All the connectivity options are here including Wi-Fi, & bluetooth 4.2 LE and Panasonic’s mobile app has to be my absolute favorite with full manual control over video recording. There are some little gems as well like the ability to rack focus by just choosing up to 3 focus points as well as the speed, and allowing the camera to perfectly rack focus between them. One new feature and something impossible to find in other cameras in this range is 10bit 4k internal recording. It does limit you to 30p so I don’t use it but it would be great for those of you shooting log or doing green screen work.

But things are not perfect and there are a few things you should keep in mind. By far the worst part about the GH5 is the autofocus system and in a way, that’s a great thing. Many filmmakers simply do not use AF at all and even those who do will find it acceptable after some tweaking. Additionally, it is an aspect of that camera that can (and should) be improved over a firmware update. For point to point focusing, the system is fast and accurate and even the servo mode was good enough to use for tracking in photo mode. But the video autofocus tracking unfortunately is well behind Sony’s newest cameras and the dual pixel system in Canon cameras. While I find those systems to be reliable enough when used on a gimbal or when tracking a bride down the aisle, I did not find the GH5 to be reliable enough to use in any professional environment or whenever accuracy is important. And while I personally am not a user of log profiles, it is disappointing to see them locked behind a very convoluted $99 paywall that requires waiting days for a shipped package only to enter an unlock code. Thankfully the initial shipping delays and stock issues seem to be gone.

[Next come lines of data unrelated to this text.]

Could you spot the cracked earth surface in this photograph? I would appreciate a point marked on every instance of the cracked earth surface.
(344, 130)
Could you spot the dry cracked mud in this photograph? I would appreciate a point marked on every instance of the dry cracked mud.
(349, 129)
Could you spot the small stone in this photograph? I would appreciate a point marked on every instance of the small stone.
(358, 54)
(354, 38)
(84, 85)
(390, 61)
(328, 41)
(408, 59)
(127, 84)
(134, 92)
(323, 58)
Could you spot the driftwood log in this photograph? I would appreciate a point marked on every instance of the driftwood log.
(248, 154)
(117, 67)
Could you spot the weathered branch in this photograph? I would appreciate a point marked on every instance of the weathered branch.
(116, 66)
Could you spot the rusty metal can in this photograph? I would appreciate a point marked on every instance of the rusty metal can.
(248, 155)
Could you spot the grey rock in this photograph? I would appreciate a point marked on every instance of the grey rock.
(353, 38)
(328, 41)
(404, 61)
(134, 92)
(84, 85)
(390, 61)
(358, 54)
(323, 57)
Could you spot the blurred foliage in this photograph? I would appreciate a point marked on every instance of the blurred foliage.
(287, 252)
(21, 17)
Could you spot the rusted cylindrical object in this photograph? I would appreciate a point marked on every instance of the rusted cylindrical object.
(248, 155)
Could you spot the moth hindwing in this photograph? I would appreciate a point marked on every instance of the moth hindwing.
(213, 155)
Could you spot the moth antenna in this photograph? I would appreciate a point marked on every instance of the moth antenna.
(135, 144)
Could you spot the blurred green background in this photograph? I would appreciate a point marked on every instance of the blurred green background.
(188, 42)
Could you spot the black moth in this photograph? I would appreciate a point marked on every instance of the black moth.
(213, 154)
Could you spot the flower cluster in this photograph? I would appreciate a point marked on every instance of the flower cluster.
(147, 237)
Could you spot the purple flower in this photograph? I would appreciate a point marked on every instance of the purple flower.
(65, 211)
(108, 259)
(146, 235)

On the photo side things have improved a bit as well. You can now shoot at 12fps and you can even pull a 6k JPEG image from video shot at 30fps. The same 4k photo mode is still around but now you can pull those 8mp jpegs at up to 60fps. The shutter goes to a full 1/8000 second like most professional cameras. Performance suffers at high ISO due to the smaller sensor and photo shooters would be better off looking at other options, but for general use, the GH5 is extremely capable. The autofocus system has been upgraded to 225 points, and although the all of these points are contrast based, it was exceptionally quick and locking and rarely had hunting issues. Tracking worked decently well for most subjects but was still less accurate and slower than some other systems. Focus stacking post focus

Overall the Panasonic GH5 was more than a typical upgrade. It really in a revolution for compact video cameras in a way that cannot be overstated. This powerful camera takes filmmaking seriously and any filmmaker should take the GH5 seriously. While every other camera in this market, including the Sony A7SII and 5D Mark IV, comes with required workarounds to integrate them into your workflow, the Panasonic GH5 feels like it was created to fill all possible needs. Sure, it’s no A7SII in low light mostly due to the smaller sensor, but with an articulating touch screen, better ergonomics, amazing customization, 4k @ 60p, crazy slow motion, unlimited recording, dual card slots, better battery life, 10 bit video, and so much more, you should really consider how important it is to shoot at 25,000 ISO. For me, the Panasonic GH5 is the camera I was waiting for, well worth the $1,999 price tag, and flexible enough to navigate through a professional video shoot while still being compact enough for me to carry it unnoticed in a small bag on a trip to Disney World.